Management of CTS typically begins with noninvasive interventions such as wrist splinting. The splint maintains the wrist in a neutral position, preventing excessive flexion and extension of the wrist in order to decrease positional impingement of the median nerve. Neutral-angle wrist splinting has a success rate of 37% at curing carpal tunnel syndrome symptoms.19,20 Additionally, the duration of symptoms and EMG results do not correlate with the success of wrist splinting in relieving symptoms.21 Therefore, unless severe or irreversible damage is suspected, a trial of wrist splinting at night is warranted as the initial treatment approach for patients experiencing symptoms.21

After 2 weeks of splinting at night, evaluating improvement in symptom severity and in the number of paresthesia episodes may sufficiently predict the long term benefit of splinting for the patient.21 For patients that lack improvement, continued splinting may not provide relief, and alternative treatment options may need to be considered as described below.

Corticosteroid Injections

When splinting fails to relieve the symptoms of carpal tunnel syndrome, corticosteroid injections may be considered as an alternative nonsurgical treatment. Corticosteroid injections reduce inflammation and have a 70% success rate of relieving symptoms initially, but recurrences in CTS symptoms are common.19

A 2018 randomized clinical trial conducted by So, et al, compared the effectiveness of wrist splinting with corticosteroid injections after one month of treatment.22 At 1-month follow-up, both wrist splinting and corticosteroid injections yielded significant improvement per the Boston Carpal Tunnel Syndrome Questionnaire (BCTQ) scoring, recommended assessment by the AAOS, with the corticosteroid injection group showing higher patient satisfaction scores. Only the corticosteroid injection group demonstrated significant improvement in objective hand function. Thus, the results support the effectiveness of corticosteroid injections as an alternative to splinting for short-term relief of symptoms.

Although injections may provide symptomatic relief, important factors such as long-term effectiveness and cost of steroid injections were not considered in the above study and may impact the patient’s decision to receive corticosteroid injections.

Ly-Pen, et al, conducted a clinical trial to assess the long-term effectiveness of steroid injections compared to surgical intervention.23 After 3 months of treatment, steroid injections were found to be more effective than surgical intervention. However, at 12 months, both steroid injections and surgery proved to be effective with no significant difference between either treatment options. It is possible that the discrepancy at 3 months may be accounted for by post-surgical inflammation in the wrist. Nonetheless, steroid injections proved to be effective at relieving symptoms for up to 1 year and may be as effective as surgical intervention.  


Yoga has been proposed as an effective method to relieve CTS symptoms due to its ability to cause musculoskeletal relaxation.20 To examine the effect of a yoga-based treatment regimen for CTS, Garfinkel, et al, conducted an 8-week preliminary controlled trial.24 A yoga group was assigned stretches and strengthening exercises, while the control group was assigned a wrist splint, the standard treatment approach.

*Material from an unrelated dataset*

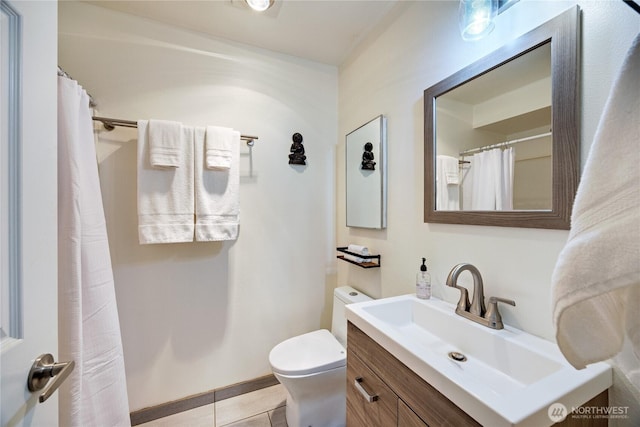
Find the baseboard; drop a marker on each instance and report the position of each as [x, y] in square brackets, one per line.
[165, 409]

Both yoga and wrist splinting reduced sleep disturbance, and median nerve motor and sensory conduction time.

The yoga group showed statistically significant improvement in grip strength, pain intensity, and Tinel sign when compared to the wrist splint subjects. The results of this study supported yoga as an effective treatment for CTS; however, the findings were limited due to small sample size (n = 62) and failure to account for compliance among the wrist splint subjects.

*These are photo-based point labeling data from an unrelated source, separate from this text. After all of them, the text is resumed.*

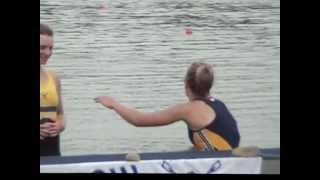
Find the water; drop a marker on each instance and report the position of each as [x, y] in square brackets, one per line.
[138, 52]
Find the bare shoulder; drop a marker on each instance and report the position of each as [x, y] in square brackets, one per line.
[200, 115]
[54, 75]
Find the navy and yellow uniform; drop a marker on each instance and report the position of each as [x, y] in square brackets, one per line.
[49, 101]
[222, 134]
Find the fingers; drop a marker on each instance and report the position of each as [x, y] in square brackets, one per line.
[97, 100]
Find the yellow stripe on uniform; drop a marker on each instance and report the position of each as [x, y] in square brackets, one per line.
[208, 140]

Further research exploration on this topic may prove yoga to be an excellent treatment option for CTS. Potential benefits include that the practice requires only simple stretches, incurs mobility and relaxation, and is an affordable alternative to surgical approaches.


For patients who have severe nerve damage or no success with conservative treatments, surgical decompression may be considered. The standard surgical procedure involves an incision through the transverse carpal tunnel ligament in order to relieve pressure in the canal that the median nerve courses through.25

Gerritsen et al, performed an RCT to compare the success rates of surgical release with splinting.25 It was found that after 3 months of treatment, the splinting group had a success rate of 54% (46/86)based on general improvement of CTS symptoms, while the surgery group had a success rate of 80% (62/78). At 18 months, the success rate for the splinting group was 75% (59/79) while the success rate for the surgery group was 90% (61/68).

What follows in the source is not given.